Tracing: structured logging, but better in every way

@[email protected] · 1 year ago

Some thoughts from my side (coming from another domain - more embedded):

Whether you use a message string or a named bool does not change anything. It’s still logging.
It’s of course nice to just trace everything and filter / search afterwards, but in embedded for example your machine may just crash if you try that. For that log levels are the traditional way to filter before a log is written.
I don’t get how timestamping / ordering is necessarily worse for logging. Maybe it’s just the framework that is used?
You sure can have hierarchical information in log frameworks

In my opinion log levels sure make sense, but it may vary wildly depending on what you’re doing.

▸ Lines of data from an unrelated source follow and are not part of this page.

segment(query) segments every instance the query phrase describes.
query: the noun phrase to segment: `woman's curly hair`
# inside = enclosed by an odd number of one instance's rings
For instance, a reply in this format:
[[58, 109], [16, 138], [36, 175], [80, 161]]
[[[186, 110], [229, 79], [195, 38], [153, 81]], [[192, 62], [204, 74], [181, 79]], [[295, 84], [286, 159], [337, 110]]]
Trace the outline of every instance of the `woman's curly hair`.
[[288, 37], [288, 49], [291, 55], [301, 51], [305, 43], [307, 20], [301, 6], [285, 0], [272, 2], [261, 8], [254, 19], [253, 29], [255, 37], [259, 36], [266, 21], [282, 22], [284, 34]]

We run our software in different environments:

Development machines / VMs
Development boards
Production ECUs

And it’s run by different sets of people:

Devs
Integrators
Customers
…

Depending on the combination of where / who you get different requirements.

I get that Logging is hard and often you get messages with a wrong log level or you’re missing a message at a crucial point etc. But tracing is not better in every way - they should complement each other.

bahmanm · 1 year ago

Thanks for sharing your insights.

Thinking out loud here…

In my experience with traditional logging and distributed systems, timestamps and request IDs do store the information required to partially reconstruct a timeline:

In the case of a linear (single branch) timeline you can always “query” by a request ID and order by the timestamps and that’s pretty much what tracing will do too.
Things, however, get complicated when you’ve a timeline w/ multiple branches.
For example, consider the following relatively simple diagram.
Reconstructing the causality and join/fork relations between the executions nodes is almost impossible using traditional logs whereas a tracing solution will turn this into a nice visual w/ all the spans and sub-spans.

That said, logs do shine when things go wrong; when you start your investigation by using a stacktrace in the logs as a clue. That (stacktrace) is something that I’m not sure a tracing solution will be able to provide.

they should complement each other

Yes! You nailed it 💯

Logs are indispensable for troubleshooting (and potentially nothing else) while tracers are great for, well, tracing the data/request throughout the system and analyse the mutations.